ADRIAN POLLOCK CARS LTD - Analysis Report
Risk Rating: HIGH
The company exhibits sustained net liabilities and negative working capital over multiple years, indicating solvency and liquidity concerns. The shareholder deficit has improved somewhat but remains significant. The large outstanding balance owed to the director also raises concern regarding ongoing financial support reliance.Key Concerns:
- Persistent negative net current assets and net liabilities from 2020 through 2024, indicating ongoing liquidity strain and inability to cover short-term obligations from current assets.
- Shareholders' funds remain negative (£-5,066 as of June 2024), suggesting accumulated losses and potential insolvency risk if losses continue.
- Significant director’s loan balance (£52,774 owed to director as of June 2024), which may indicate dependency on director funding rather than sustainable operational cash flow.
- Positive Indicators:
- The company is current on all statutory filing deadlines (accounts and confirmation statements not overdue).

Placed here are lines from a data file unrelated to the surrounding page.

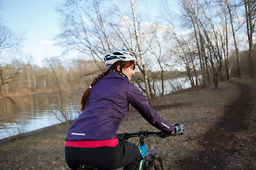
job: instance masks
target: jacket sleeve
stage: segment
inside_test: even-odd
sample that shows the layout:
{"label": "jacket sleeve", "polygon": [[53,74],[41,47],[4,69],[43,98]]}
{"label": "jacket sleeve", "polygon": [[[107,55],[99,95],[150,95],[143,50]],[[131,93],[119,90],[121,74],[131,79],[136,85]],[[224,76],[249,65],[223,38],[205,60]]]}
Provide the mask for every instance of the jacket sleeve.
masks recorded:
{"label": "jacket sleeve", "polygon": [[171,133],[174,131],[174,127],[170,125],[150,106],[143,93],[132,84],[129,86],[128,100],[142,116],[154,127],[166,132]]}

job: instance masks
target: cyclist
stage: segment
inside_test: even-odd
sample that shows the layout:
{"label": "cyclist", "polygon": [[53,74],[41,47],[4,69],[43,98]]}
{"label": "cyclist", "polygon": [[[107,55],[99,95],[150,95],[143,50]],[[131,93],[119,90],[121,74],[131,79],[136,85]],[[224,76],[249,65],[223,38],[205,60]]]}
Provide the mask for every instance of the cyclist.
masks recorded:
{"label": "cyclist", "polygon": [[68,131],[65,160],[72,169],[80,164],[103,169],[137,169],[142,159],[139,148],[116,135],[129,103],[150,124],[166,133],[183,134],[183,125],[170,125],[130,83],[137,61],[131,52],[115,50],[104,60],[107,70],[85,92],[81,99],[83,112]]}

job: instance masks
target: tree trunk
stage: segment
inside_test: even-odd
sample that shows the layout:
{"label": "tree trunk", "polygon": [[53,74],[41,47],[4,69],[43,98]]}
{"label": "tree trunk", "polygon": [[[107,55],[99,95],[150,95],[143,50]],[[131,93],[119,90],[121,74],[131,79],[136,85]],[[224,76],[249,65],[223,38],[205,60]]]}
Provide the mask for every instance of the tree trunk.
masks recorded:
{"label": "tree trunk", "polygon": [[146,69],[145,61],[144,61],[143,54],[142,54],[142,47],[141,47],[141,44],[140,44],[140,40],[139,40],[139,38],[138,28],[137,28],[137,21],[136,21],[136,16],[135,16],[135,10],[134,10],[134,4],[133,4],[132,0],[131,0],[131,4],[132,4],[132,13],[133,13],[133,17],[134,17],[134,31],[135,31],[136,40],[137,40],[137,45],[138,45],[138,48],[139,48],[139,57],[140,57],[140,58],[142,60],[142,68],[143,68],[143,74],[144,74],[144,83],[145,83],[145,89],[146,89],[146,97],[147,97],[147,99],[149,101],[149,104],[151,106],[152,106],[152,100],[151,100],[151,97],[150,96],[150,92],[149,92],[149,82],[148,82],[147,72],[146,72]]}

- Reduction in net liabilities and shareholders' deficit in 2024 compared to prior years, indicating some improvement in financial position.
- Small company exemption status and micro-scale operation (single employee, low share capital) may imply a manageable operational scope.
- Due Diligence Notes:
- Investigate the nature and terms of the director’s loan and assess dependency risk on director funding versus operational cash generation.

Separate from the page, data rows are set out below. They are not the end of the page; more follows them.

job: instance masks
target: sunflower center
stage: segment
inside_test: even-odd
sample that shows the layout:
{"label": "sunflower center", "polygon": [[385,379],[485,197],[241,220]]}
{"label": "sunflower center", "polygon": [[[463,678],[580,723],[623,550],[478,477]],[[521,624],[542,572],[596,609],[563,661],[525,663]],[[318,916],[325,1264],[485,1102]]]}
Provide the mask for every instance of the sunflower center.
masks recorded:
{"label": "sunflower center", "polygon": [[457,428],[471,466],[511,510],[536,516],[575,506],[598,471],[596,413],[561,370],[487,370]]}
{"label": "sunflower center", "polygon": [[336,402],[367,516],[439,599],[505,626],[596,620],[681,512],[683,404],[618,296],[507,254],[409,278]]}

- Review the company's cash flow projections and turnover trends to determine if recent improvements are sustainable.
- Confirm if any contingent liabilities, creditor pressures, or regulatory compliance issues exist given the prolonged negative equity position.
- Assess the company’s business model and market conditions in used car sales to evaluate potential for turnaround or risk of continued losses.